江雨欣和陈斌拿着陈远的望远镜爱不释手玩,严宿和项俊彦在认真烧烤,高朗和陈远聊了会儿天,又起身把一些饮料拿出来摆好。
“今天就不喝了,不然明天得横着下去”高朗边摆桌边说。
“你还会担心这个”陈远闻言毫不留情嘲笑他,“是谁昨天晚上喝的路都走不动了,就你这酒量,今天要是喝多了怕不是横着下去了,得是顺着山的坡度团成团滚下去。”
顿了顿他又说:“那还挺快最起码。”
“滚”高朗没好气抬腿踢他。
祁云岿也过去帮忙,他闻言笑了笑,高朗突然拉住他:“祁哥啊,那个等会儿我下山去拿点东西,你过来接一下好吗。”

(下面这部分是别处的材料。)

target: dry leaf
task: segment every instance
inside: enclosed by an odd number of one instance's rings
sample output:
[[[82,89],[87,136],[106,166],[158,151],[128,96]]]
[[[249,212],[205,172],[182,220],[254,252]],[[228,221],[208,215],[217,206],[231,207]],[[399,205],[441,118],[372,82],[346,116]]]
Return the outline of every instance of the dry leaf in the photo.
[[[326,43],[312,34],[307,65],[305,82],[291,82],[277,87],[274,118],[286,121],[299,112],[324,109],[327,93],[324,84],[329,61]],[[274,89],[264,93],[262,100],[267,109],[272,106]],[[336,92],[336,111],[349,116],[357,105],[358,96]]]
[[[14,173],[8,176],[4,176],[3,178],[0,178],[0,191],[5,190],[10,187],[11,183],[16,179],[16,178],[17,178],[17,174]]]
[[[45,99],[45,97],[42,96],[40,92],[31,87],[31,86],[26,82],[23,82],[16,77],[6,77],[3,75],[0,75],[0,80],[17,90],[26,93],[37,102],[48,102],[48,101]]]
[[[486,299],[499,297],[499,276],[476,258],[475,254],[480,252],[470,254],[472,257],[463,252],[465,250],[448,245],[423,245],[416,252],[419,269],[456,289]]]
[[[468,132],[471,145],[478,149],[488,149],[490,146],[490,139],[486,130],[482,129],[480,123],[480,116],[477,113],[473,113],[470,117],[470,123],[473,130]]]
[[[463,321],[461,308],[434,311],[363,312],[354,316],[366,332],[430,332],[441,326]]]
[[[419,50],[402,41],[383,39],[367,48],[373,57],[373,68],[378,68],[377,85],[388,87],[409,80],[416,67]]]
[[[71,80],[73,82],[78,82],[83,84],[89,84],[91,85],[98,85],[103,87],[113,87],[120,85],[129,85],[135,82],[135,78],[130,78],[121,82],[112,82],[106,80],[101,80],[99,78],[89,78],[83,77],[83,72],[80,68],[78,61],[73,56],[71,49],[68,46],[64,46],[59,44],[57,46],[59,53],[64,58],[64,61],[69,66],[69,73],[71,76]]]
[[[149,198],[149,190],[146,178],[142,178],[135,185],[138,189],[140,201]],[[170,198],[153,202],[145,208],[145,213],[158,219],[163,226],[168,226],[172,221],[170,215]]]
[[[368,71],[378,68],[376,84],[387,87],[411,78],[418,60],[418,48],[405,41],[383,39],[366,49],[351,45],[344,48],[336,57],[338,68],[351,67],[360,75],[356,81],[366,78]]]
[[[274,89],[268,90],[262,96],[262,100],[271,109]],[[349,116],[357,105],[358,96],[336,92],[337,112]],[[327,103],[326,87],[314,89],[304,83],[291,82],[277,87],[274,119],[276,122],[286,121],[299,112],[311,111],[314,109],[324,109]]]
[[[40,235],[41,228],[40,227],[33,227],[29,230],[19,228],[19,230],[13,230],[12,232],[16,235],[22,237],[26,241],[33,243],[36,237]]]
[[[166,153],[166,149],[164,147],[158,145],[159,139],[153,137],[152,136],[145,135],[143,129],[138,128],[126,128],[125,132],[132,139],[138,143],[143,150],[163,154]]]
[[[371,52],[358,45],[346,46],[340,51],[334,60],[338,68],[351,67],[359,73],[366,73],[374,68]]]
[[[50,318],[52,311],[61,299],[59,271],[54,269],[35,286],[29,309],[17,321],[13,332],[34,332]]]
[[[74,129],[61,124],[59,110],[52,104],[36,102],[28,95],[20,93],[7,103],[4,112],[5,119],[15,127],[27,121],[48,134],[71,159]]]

听他语气低低的,有点神秘,祁云岿应下后问:“干什么这是,你打算干嘛?”
“昨天不是说了吗?严哥生日就是”高朗解释说,“陈远要跟我在这里干活,其他几个我不放心,又不能让女生专门跑一趟,我还是觉得你最靠谱,帮个忙啦!”
祁云岿嘴角动了动:“那还真是谢谢你的看重啊。”
高朗大摆手:“不客气不客气。”
没想到高朗之前提的严宿的生日,就在今天晚上,他心念一动,也低声问:“你们这次过来……是不是就是给严宿过生日的?”